…Or Color Me Sisyphus…
I wish my absence from the blogosphere was because I've been running and having so much fun that I simply didn't have time to write. Regrettably, this is not the case. Basically, work, health, moving and if that wasn't fun enough, we moved my work too. Hopefully, this is the last blog where I have to mention moving. Anyway, on with the running...
Failure....
It seems my utter lack of initiative has invited failure into my life...again. I failed to choose an Autumn race, and because of this I failed to focus on a training program. I thought I could train and then just add the race later, but with out that finish line (literally) the training is just too hard to maintain without an intended purpose. So, lesson learned there...
Summer this year in North Carolina came with oppressive heat. Some days it was just impossible to log any extra miles. I reckon I could have went to the gym and ran in the air-conditioning, but this type of discipline apparently is only present when I have a race planned.
This summer has been a DNF and a Boston Qualifier in 2011 is over for me.
Frustration...
I'm so disappointed in myself because I let the speed I gained during my New River train-up slip away. So, not only did I miss an Autumn qualification attempt, but now I have to start from square-one
Future...
I've been contemplating the above frustrations and failures and I've come to the same conclusion as Albert Einstein, "Insanity: doing the same thing over and over again and expecting different results." I think I need to make some changes. So far, this is what I've come up with:
1. I've decided to concentrate on speed, to do this, I plan to run some shorter races (1/2 marathons; 10ks and maybe some 5ks and any 10-milers I come across). I figure if I use this time to get a little quicker at shorter distances this should still help me when I start my training for the next 26.2. If I even try another 26.2.
2. I've been considering a running partner. I think that running consistently with someone who's a little faster than me could help me tremendously! I've experienced this before when I had a running partner in Belgium (I miss you Michelle Whetzel!)
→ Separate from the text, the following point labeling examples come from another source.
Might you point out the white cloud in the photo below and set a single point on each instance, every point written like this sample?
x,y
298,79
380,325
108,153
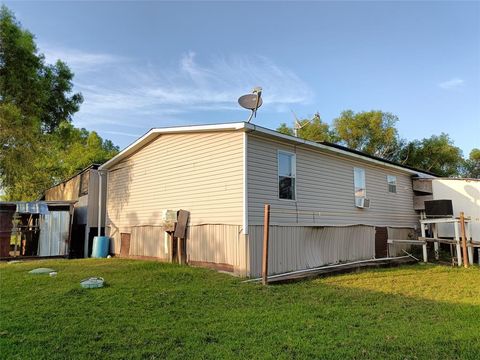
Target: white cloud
x,y
452,84
122,91
135,92
77,60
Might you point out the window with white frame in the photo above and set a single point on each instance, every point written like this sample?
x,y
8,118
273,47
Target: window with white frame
x,y
392,183
359,183
286,175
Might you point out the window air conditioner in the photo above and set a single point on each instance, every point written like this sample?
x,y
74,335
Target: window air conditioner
x,y
362,202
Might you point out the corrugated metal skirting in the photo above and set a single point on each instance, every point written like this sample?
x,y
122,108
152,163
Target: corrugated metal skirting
x,y
54,227
400,234
303,247
215,243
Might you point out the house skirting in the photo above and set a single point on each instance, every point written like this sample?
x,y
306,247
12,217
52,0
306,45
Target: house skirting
x,y
225,247
304,247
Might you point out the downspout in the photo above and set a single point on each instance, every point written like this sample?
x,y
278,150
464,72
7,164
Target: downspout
x,y
245,184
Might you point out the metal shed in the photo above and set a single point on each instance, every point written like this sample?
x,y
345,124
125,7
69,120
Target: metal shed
x,y
39,228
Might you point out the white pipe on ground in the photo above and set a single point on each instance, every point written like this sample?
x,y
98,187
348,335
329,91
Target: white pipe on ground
x,y
327,267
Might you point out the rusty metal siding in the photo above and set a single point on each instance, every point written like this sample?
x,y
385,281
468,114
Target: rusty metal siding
x,y
68,190
325,193
198,172
54,229
303,247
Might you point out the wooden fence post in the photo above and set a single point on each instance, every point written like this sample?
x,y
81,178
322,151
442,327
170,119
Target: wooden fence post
x,y
266,228
464,239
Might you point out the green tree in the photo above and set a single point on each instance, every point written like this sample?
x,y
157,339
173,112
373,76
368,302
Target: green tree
x,y
436,154
310,129
372,132
39,145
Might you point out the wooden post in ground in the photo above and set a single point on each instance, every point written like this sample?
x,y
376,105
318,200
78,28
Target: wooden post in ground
x,y
464,239
266,228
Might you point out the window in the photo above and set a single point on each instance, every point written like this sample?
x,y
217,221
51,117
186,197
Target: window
x,y
84,180
392,183
286,175
359,182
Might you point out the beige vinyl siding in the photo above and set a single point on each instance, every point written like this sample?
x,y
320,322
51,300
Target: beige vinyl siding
x,y
303,247
149,241
198,172
325,189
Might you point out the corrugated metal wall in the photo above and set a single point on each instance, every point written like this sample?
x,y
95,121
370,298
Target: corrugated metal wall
x,y
303,247
148,241
53,240
218,243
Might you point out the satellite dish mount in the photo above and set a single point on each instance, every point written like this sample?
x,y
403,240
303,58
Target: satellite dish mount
x,y
252,102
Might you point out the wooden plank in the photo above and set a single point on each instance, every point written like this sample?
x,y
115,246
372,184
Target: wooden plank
x,y
182,221
125,244
464,239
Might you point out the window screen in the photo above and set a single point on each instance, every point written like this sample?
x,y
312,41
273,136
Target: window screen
x,y
392,183
286,175
359,182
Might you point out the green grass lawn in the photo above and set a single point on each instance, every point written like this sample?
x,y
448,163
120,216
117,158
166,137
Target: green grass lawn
x,y
151,310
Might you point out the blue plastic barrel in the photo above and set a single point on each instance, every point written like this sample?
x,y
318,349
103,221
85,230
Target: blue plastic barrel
x,y
101,245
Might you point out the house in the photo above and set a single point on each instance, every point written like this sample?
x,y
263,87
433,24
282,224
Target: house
x,y
329,204
83,188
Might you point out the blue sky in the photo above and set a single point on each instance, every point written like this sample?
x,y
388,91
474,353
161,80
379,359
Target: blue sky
x,y
152,64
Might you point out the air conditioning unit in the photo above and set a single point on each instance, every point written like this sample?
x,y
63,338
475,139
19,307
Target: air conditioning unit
x,y
362,203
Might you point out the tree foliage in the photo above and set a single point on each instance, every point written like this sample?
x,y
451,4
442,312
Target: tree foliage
x,y
39,145
436,154
375,133
372,132
311,129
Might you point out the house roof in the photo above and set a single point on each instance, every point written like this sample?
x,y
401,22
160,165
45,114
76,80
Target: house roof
x,y
248,127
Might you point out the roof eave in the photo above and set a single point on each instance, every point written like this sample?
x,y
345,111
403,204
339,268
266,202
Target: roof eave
x,y
155,132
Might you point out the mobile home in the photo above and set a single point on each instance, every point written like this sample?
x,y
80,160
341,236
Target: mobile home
x,y
329,204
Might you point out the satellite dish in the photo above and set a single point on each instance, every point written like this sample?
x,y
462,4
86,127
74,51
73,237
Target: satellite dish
x,y
252,101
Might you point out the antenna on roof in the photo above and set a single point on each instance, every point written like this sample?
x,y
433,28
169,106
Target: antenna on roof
x,y
252,101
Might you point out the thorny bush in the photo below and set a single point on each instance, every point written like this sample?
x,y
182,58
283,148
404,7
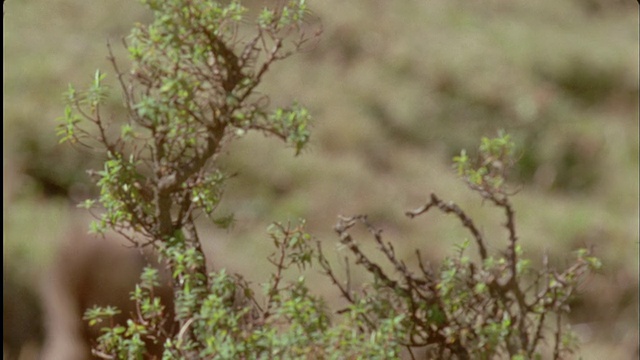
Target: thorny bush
x,y
192,89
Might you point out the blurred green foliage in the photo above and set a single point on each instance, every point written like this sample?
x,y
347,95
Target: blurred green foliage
x,y
397,88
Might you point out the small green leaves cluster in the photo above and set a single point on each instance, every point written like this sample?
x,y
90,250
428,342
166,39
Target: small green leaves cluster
x,y
490,169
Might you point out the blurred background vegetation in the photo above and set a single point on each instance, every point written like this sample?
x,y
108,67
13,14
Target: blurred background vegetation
x,y
396,89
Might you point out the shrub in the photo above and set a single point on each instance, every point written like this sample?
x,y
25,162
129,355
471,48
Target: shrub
x,y
191,90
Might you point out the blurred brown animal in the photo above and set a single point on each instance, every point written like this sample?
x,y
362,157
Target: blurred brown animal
x,y
92,271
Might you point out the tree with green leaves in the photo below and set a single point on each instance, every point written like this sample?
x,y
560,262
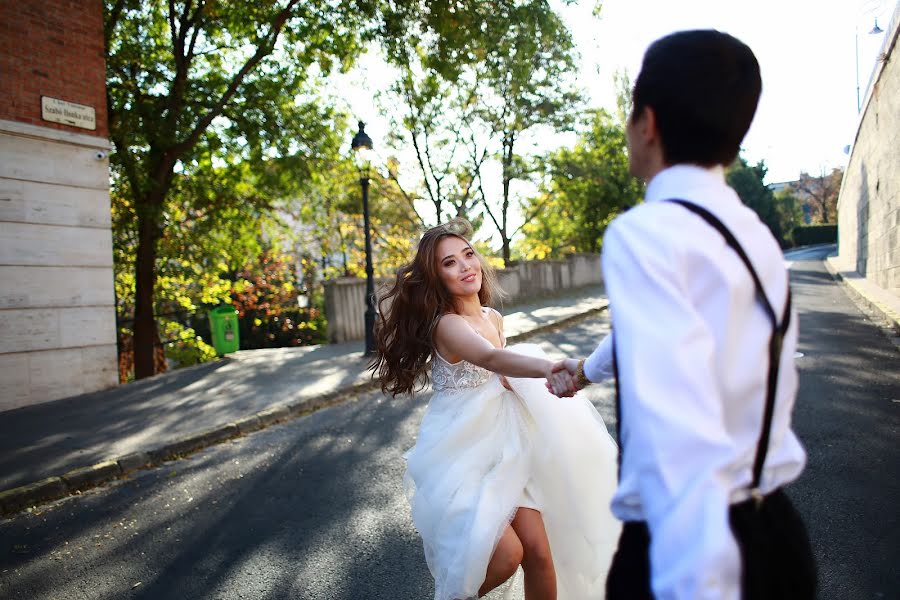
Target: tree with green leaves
x,y
193,84
747,181
588,185
197,85
527,84
821,193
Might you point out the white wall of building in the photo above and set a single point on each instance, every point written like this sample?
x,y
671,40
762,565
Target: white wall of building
x,y
57,313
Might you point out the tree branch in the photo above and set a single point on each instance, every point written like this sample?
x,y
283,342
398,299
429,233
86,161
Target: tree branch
x,y
264,48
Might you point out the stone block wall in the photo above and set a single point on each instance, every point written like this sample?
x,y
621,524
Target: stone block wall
x,y
869,202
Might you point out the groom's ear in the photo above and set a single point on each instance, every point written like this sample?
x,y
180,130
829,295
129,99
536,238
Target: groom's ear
x,y
646,126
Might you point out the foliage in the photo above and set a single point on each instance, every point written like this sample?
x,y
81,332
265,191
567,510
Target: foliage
x,y
468,110
195,84
778,215
815,234
589,184
330,218
821,193
265,297
526,77
183,346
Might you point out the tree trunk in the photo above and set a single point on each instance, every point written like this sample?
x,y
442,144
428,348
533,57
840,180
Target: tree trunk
x,y
146,336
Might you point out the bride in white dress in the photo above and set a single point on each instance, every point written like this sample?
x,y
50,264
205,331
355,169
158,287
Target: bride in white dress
x,y
503,474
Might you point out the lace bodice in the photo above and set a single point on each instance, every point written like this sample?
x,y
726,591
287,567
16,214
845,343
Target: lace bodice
x,y
456,376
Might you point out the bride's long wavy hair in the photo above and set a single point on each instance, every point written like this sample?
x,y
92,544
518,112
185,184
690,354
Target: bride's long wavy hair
x,y
409,312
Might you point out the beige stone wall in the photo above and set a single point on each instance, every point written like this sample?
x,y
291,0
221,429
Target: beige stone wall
x,y
869,203
57,315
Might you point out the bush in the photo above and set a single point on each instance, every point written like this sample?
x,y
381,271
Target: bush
x,y
184,347
815,234
288,327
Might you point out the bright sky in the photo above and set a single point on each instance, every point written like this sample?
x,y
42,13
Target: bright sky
x,y
807,112
806,50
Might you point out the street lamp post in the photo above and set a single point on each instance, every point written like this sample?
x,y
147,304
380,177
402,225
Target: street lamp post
x,y
362,146
875,31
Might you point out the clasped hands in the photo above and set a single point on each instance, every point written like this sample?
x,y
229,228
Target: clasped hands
x,y
563,378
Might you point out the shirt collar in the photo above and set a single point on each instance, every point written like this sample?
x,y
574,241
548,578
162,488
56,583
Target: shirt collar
x,y
683,177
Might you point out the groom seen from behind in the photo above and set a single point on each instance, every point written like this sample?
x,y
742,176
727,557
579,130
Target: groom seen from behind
x,y
702,348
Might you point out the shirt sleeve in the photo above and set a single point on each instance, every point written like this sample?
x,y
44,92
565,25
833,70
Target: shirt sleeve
x,y
598,366
676,449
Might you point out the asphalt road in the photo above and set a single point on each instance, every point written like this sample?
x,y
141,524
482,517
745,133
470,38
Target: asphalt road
x,y
314,509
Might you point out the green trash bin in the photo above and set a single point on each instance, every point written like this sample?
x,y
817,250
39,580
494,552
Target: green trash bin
x,y
224,327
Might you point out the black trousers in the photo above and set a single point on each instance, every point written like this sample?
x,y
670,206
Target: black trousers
x,y
777,558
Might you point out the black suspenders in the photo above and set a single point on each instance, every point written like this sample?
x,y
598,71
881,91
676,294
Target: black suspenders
x,y
779,329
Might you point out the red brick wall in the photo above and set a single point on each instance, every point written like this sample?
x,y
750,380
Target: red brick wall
x,y
52,48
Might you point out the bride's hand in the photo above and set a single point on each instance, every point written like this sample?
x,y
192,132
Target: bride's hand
x,y
560,382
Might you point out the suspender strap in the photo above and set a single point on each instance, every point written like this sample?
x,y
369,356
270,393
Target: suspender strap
x,y
776,341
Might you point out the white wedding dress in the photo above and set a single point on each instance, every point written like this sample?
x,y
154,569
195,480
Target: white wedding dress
x,y
483,451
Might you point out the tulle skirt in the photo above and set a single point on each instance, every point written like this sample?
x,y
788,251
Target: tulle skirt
x,y
483,452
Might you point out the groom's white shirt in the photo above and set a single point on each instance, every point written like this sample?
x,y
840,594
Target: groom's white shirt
x,y
692,347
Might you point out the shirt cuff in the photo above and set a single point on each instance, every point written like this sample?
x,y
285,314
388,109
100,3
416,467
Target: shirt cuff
x,y
598,366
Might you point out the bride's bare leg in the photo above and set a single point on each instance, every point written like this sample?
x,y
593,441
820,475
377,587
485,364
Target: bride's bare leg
x,y
537,562
506,559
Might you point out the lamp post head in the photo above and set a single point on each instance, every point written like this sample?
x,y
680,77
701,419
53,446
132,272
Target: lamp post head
x,y
362,151
361,141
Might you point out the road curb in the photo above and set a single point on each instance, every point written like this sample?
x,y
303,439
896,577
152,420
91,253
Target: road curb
x,y
74,481
864,300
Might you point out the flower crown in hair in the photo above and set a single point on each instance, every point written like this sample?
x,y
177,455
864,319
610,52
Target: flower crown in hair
x,y
458,226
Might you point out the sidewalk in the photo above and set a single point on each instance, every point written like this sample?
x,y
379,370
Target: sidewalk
x,y
53,449
871,298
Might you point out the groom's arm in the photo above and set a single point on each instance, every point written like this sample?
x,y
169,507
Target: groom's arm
x,y
598,366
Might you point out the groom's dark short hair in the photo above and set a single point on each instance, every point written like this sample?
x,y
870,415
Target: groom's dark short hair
x,y
703,87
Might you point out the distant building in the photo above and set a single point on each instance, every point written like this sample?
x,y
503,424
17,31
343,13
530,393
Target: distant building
x,y
780,186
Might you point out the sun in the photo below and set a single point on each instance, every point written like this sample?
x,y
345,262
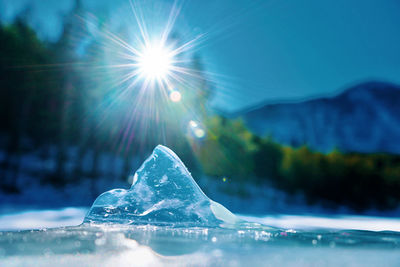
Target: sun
x,y
155,62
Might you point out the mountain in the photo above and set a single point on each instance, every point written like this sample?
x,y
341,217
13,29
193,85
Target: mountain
x,y
363,118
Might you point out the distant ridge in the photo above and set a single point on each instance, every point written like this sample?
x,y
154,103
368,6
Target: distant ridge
x,y
362,118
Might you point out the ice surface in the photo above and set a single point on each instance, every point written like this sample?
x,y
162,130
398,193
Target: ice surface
x,y
163,193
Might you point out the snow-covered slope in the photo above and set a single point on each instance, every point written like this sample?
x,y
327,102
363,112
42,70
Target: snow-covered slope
x,y
364,118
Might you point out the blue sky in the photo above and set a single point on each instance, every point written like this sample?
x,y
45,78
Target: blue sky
x,y
268,50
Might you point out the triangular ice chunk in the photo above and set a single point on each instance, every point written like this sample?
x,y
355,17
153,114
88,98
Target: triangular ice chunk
x,y
163,192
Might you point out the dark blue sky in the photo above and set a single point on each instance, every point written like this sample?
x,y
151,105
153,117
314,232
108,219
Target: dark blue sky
x,y
269,50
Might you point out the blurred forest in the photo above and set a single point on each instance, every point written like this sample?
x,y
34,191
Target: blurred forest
x,y
55,113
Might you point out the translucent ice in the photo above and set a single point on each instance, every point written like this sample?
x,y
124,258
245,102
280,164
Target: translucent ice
x,y
164,193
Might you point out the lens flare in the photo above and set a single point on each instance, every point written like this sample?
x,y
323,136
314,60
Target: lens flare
x,y
155,62
196,130
175,96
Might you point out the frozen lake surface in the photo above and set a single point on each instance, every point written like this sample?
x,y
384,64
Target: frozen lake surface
x,y
297,241
165,219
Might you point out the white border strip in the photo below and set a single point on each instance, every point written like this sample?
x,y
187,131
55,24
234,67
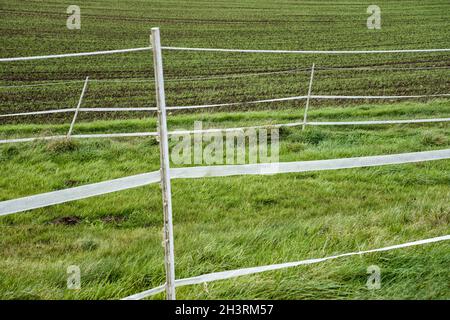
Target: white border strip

3. I still need some goals. I've not looked seriously into an marathons, but I know that if it's going to happen in the Spring, I will have to start training in December. I still have time. I've researched a couple of 10ks, 1/2 Marathons and even a 10-miler. But I haven't committed to any of these races.
4. My one solid goal so far is this: I will run a race in October. Most likely a 5k or a 10k, maybe longer. Recently, I lost a dear friend to Breast Cancer. I will run a race in her memory.
Friends...
So, I've been trying out running partners.
I've been running relatively consistently with my work colleague, The K-Turn Kid. Earlier in the year, I was consistently running faster than him, however, he's recently surpassed me. Running with him offers a challenge and is hopefully helping me out a bit. At the very least it's getting me out on the lunch hour for a run as opposed to working through lunch.
I've also been trying out a running partner on the weekend for my longer runs. This running partner, Mighty Mouse, brings not only knowledge but talent to the table. He went to Clemson University on Cross Country and Track scholarship. He also has loads of race experience and little patience for any belly-achin'. He pushes me not only with speed, but with distance. So far he's been a great running partner, but we often have scheduling conflicts. So the hunt is still on...
Qualifying for the Boston Marathon is becoming quite the Sisyphean task for me. I just feel like I keep trying over and over, and failing...over and over....
In Summation: Failure = Continues to haunt me; Frustration= Rooted in disappointment; Future = Still so very uncertain; Goals = Hazy; Cancer = A thief; Friends = Good if it pans out; Faith in Mankind = Buried in a box I dropped off at the Goodwill.